Four to five companies applied to be GW’s next food provider, students involved in the process said.
GW has spent the last several months reviewing applications from those companies as its 10-year contract with Sodexo expires, students involved in the preliminary review process said. The other vendors already work at other universities, both in D.C. and outside of the area.
Sodexo – which is the food service provider for dozens of universities, according to its website – also submitted a proposal, the students said. They declined to say which other food provider companies have applied because GW has not completed the selection process.
If GW picks a company other than Sodexo to provide food in dining venues like J Street and Pelham Commons, it would be the first time a different company ran those venues in the last 10 years, since Sodexo replaced Aramark as the University’s dining provider. A separate process is taking place to select vendors for District House, which is set to open in the fall.
The last major changes to on-campus dining occurred when J Street was revamped in 2011 and 2012 when fast food restaurants were swapped in 2011 and 2012 out for healthier, Sodexo-owned vendors. Those changes led to a 20 percent drop in sales a year later after GW stopped mandating that sophomores eat in on-campus venues.
A student involved in the review process said the University hoped to have had a company selected by mid-January, though officials have repeatedly declined to comment on the status of Sodexo’s contract, which was worth $112 million in projected sales.
Students have criticized GW’s on-campus dining options over the years for being too expensive and having inconvenient hours.
In a 2013 poll, students gave food quality at J Street just a 4.2 out of 10. The number of meals eaten at J Street dropped by 83 percent between freshman and senior year, according to the poll, because students are no longer required to spend dining dollars there as upperclassmen.
Residence Hall Association President Mike Massaroli said he was part of a panel of students, faculty and administrators which reviewed the dining proposals submitted to the University. Campus Support Services, which runs on-campus dining services, assembled the group this fall.
Massaroli said he was “grateful” administrators sought student input in the process of signing a new dining contract.
“We have the biggest vested interest in these venues being a part of this community and being successful,” Massaroli said. “A lot of times in the past decisions may have been made without consulting students. I was able to be involved in this process to the level of most of the administrators that were on the panel.”
Massaroli said the panel sought out companies that were “receptive” to expanding operating hours. J Street is closed on the weekends and after 3 p.m. on Fridays, though the venue stayed open during the snowstorm last month.
A chance to switch it up
Last spring, the University sent out a survey to a randomly selected group of undergraduates asking them to rate their on-campus dining experience. The survey included questions about how much money students spend at dining venues on and off campus and what they thought of an “all-you-care-to-eat” meal plan.

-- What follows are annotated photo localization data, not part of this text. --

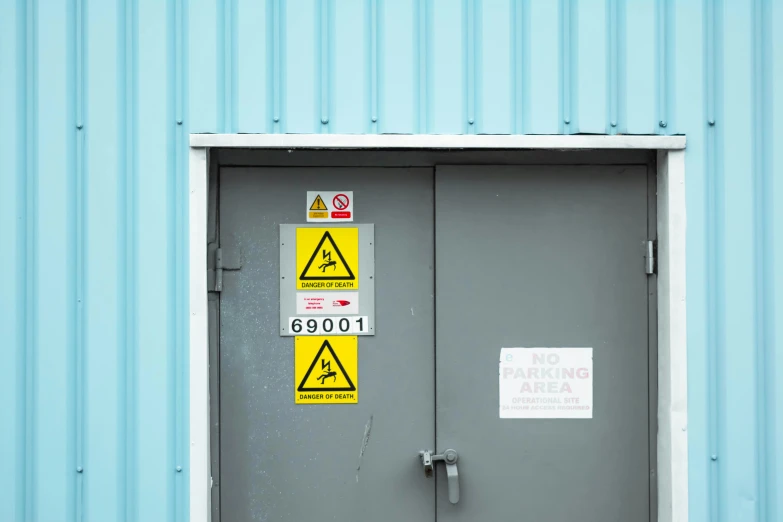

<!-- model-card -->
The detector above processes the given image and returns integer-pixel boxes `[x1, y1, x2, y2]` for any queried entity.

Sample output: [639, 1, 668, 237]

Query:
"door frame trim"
[188, 135, 688, 522]
[190, 133, 685, 150]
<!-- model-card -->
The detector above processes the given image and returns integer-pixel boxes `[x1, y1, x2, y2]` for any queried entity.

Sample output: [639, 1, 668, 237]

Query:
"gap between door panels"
[432, 167, 439, 522]
[646, 161, 659, 522]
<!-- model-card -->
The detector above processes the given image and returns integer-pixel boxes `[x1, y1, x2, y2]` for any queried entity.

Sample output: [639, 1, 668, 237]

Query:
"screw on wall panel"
[564, 119, 570, 124]
[321, 118, 329, 124]
[76, 123, 83, 130]
[76, 467, 83, 473]
[176, 466, 183, 472]
[610, 121, 617, 127]
[177, 120, 183, 125]
[710, 455, 718, 461]
[659, 120, 667, 128]
[371, 117, 377, 123]
[468, 119, 474, 125]
[708, 120, 715, 126]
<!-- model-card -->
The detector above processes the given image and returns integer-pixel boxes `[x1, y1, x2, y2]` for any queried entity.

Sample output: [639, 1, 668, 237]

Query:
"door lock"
[418, 449, 460, 504]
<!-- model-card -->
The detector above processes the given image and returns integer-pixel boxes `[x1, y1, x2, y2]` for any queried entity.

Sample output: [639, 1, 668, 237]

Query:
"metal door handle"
[418, 449, 460, 504]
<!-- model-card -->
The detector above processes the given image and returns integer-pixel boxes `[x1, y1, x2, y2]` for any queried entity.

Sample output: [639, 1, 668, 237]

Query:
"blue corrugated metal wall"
[1, 1, 782, 521]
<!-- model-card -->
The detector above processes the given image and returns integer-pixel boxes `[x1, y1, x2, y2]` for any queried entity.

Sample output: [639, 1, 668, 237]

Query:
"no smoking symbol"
[333, 193, 350, 210]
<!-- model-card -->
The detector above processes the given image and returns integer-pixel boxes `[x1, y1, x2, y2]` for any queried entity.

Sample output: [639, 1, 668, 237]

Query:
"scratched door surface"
[434, 165, 653, 522]
[218, 167, 436, 522]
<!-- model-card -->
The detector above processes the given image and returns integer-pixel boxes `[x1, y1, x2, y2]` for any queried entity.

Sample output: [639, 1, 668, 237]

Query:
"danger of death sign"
[296, 228, 359, 290]
[295, 336, 358, 404]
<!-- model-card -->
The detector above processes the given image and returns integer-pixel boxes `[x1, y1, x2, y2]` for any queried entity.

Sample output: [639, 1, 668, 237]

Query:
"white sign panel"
[288, 316, 369, 335]
[307, 191, 354, 222]
[499, 347, 593, 419]
[296, 292, 359, 315]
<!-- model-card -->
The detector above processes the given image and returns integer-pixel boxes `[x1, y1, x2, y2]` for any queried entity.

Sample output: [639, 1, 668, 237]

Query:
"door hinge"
[209, 246, 242, 292]
[645, 240, 657, 275]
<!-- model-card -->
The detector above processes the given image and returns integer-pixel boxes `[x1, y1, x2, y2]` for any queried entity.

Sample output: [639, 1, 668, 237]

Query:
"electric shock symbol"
[317, 360, 338, 384]
[297, 339, 356, 392]
[299, 231, 356, 281]
[318, 249, 337, 272]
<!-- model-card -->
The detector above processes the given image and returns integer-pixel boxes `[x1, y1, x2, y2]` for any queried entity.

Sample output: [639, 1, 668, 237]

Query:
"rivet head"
[610, 121, 617, 127]
[176, 466, 183, 472]
[76, 123, 83, 130]
[659, 120, 668, 128]
[76, 467, 83, 473]
[371, 117, 377, 123]
[321, 118, 329, 124]
[468, 119, 474, 125]
[711, 455, 718, 461]
[708, 120, 715, 126]
[177, 120, 183, 125]
[564, 118, 570, 125]
[273, 116, 280, 123]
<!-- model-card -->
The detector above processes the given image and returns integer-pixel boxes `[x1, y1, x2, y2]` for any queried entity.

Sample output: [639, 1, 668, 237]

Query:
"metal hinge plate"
[210, 246, 242, 292]
[645, 240, 656, 275]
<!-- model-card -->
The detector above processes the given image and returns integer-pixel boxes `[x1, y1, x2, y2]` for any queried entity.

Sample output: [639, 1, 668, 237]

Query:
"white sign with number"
[288, 316, 369, 335]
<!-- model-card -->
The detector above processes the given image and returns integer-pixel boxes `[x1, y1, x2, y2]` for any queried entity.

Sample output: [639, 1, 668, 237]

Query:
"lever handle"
[418, 449, 460, 504]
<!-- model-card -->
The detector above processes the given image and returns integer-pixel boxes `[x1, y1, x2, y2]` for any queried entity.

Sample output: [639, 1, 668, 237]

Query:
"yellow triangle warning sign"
[297, 228, 358, 289]
[295, 337, 358, 404]
[309, 194, 328, 211]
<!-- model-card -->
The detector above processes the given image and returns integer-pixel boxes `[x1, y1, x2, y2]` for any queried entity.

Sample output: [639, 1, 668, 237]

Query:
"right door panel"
[435, 165, 652, 521]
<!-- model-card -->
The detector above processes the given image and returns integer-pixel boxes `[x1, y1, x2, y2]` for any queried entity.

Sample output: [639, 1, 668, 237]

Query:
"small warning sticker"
[297, 228, 358, 290]
[309, 194, 328, 211]
[306, 191, 354, 222]
[295, 336, 357, 404]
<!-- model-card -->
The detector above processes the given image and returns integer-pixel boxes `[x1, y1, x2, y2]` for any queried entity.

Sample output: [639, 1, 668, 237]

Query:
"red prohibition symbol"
[333, 193, 350, 210]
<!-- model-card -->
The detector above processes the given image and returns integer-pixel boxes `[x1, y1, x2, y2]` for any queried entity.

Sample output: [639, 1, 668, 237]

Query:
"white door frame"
[188, 134, 688, 522]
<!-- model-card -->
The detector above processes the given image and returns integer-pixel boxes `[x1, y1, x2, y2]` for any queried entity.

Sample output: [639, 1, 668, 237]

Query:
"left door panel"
[217, 167, 436, 522]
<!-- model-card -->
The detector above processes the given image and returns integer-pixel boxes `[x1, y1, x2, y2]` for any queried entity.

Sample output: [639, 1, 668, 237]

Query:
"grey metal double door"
[217, 164, 654, 522]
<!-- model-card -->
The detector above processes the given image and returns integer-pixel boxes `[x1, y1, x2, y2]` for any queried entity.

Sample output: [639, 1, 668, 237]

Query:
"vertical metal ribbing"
[119, 0, 138, 519]
[73, 0, 86, 518]
[175, 0, 183, 126]
[23, 0, 39, 518]
[416, 0, 427, 133]
[752, 1, 773, 520]
[272, 0, 281, 128]
[369, 0, 378, 130]
[173, 0, 186, 519]
[655, 0, 669, 132]
[607, 0, 618, 133]
[512, 0, 526, 134]
[704, 1, 722, 520]
[560, 0, 572, 132]
[465, 0, 475, 132]
[320, 0, 330, 129]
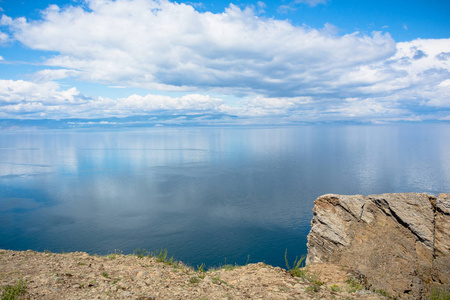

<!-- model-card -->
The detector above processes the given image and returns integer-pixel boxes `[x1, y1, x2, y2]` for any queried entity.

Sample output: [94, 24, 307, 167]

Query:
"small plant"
[308, 272, 324, 286]
[112, 278, 120, 284]
[197, 263, 206, 273]
[135, 248, 149, 259]
[102, 272, 109, 278]
[155, 248, 167, 262]
[429, 287, 450, 300]
[154, 248, 174, 265]
[375, 289, 392, 298]
[346, 276, 364, 293]
[331, 284, 341, 292]
[107, 254, 117, 260]
[222, 264, 239, 271]
[284, 249, 307, 278]
[77, 262, 86, 266]
[1, 279, 27, 300]
[284, 250, 324, 286]
[189, 276, 200, 284]
[306, 284, 320, 293]
[211, 276, 230, 286]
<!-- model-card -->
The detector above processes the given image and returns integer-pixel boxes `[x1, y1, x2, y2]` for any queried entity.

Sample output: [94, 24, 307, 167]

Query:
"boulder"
[306, 193, 450, 299]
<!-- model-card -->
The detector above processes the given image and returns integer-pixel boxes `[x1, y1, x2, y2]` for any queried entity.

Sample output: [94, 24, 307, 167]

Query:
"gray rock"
[372, 193, 434, 248]
[307, 193, 450, 299]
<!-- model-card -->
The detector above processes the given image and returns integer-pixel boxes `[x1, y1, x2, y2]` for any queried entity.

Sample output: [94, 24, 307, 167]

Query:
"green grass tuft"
[306, 284, 320, 293]
[1, 279, 27, 300]
[135, 248, 150, 259]
[222, 264, 239, 271]
[375, 289, 392, 299]
[284, 249, 322, 285]
[153, 248, 175, 265]
[197, 263, 206, 273]
[346, 276, 364, 293]
[107, 254, 117, 260]
[430, 287, 450, 300]
[284, 249, 307, 277]
[189, 276, 200, 284]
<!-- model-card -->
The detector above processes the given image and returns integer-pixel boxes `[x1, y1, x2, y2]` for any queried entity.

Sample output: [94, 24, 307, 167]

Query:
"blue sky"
[0, 0, 449, 126]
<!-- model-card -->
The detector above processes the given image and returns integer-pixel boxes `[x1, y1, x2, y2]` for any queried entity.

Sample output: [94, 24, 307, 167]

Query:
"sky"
[0, 0, 449, 126]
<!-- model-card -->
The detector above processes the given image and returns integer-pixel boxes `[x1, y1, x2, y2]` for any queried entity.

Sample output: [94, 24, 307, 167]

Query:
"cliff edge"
[306, 193, 450, 299]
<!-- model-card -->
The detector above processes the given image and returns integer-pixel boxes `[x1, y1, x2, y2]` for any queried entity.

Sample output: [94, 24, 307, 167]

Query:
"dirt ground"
[0, 249, 386, 299]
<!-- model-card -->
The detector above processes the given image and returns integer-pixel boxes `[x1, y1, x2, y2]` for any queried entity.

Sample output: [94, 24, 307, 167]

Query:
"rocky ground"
[0, 249, 386, 299]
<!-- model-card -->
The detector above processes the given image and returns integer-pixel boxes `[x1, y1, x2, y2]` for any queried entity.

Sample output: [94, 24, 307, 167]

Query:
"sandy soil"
[0, 249, 386, 299]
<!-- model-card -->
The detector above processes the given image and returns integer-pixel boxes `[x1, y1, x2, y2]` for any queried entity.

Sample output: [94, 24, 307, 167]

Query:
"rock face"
[306, 193, 450, 299]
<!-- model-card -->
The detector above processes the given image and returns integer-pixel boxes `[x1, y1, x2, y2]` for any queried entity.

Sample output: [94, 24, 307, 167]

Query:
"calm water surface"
[1, 125, 449, 268]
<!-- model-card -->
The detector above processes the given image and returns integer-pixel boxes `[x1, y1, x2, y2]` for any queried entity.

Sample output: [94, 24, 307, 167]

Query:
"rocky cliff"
[306, 193, 450, 299]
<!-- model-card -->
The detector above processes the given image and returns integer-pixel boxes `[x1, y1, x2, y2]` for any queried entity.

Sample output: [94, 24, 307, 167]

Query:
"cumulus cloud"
[3, 0, 396, 98]
[0, 30, 9, 44]
[0, 0, 449, 123]
[1, 75, 448, 123]
[0, 80, 81, 105]
[0, 79, 229, 119]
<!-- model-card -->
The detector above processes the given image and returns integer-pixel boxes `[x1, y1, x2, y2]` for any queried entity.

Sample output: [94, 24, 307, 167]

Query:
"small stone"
[122, 291, 132, 297]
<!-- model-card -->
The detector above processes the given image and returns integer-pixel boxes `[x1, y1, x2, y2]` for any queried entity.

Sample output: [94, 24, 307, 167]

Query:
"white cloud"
[32, 69, 81, 82]
[0, 30, 9, 44]
[0, 0, 449, 123]
[0, 79, 229, 119]
[4, 0, 396, 98]
[0, 76, 448, 123]
[0, 80, 82, 105]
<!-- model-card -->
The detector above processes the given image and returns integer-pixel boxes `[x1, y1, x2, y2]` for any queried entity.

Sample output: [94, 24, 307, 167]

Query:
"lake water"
[1, 124, 449, 268]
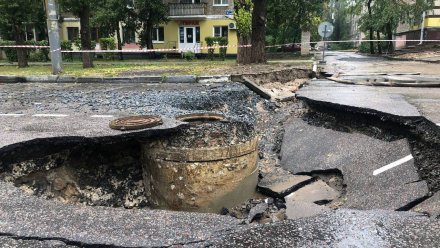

At the time, officials declined to say whether they issued the survey to help them decide what to look for in a new provider. The results of that survey have not been released.
Freshmen are currently required to spend $700 per semester at on-campus dining facilities and must pay per pound or per meal, which differs from other college dining halls which offer a certain number of meal swipes per day, week or year.
Students have in the past said that setup makes meals more expensive for students – a topic that was critical in Student Association elections last year.
Former Student Association Executive Vice President Casey Syron campaigned last year on implementing a swipe system in dining halls, so students would be charged one fee instead of paying by weight. He said he and SA President Andie Dowd also sat on the panel to review the proposals.
Peer schools like Georgetown University offer students a swipe program, as well as an all-you-can-eat option. Northwestern University, which also contracts with Sodexo, offers students multiple meal plans.
Syron said he advocated for the next dining partner to create what he called a “meal deal option” where students would be able to pay about $8 for a meal and drink combination. He said officials have been receptive to ideas to make campus dining more affordable.
“Too many students don’t recognize their classmates next to them are going to bed hungry or dropping out because they can’t afford the student experience,” Syron said. “At the end of the day, people don’t realize how much the student experience is. I think it’s amazing that the administration is recognizing not every student can afford to eat three meals a day at the Whole Foods hot bar.”
To get a feel for the other companies that submitted proposals, Syron said the group visited other venues. Though the panel could only provide recommendations and will not make the final decision, he said there was “consensus” about the proposal that would be best. Syron declined to name that company.
Syron said increasing restaurant competition in Foggy Bottom and the corporate nature of Sodexo were major factors in students dissatisfaction with the current system.
“We’re a generation that says, ‘I want what I want, when I want it.’ Unfortunately when you have dining on a campus level, they manage it on a corporate level,” Syron said. “They can’t always give every student what they want.”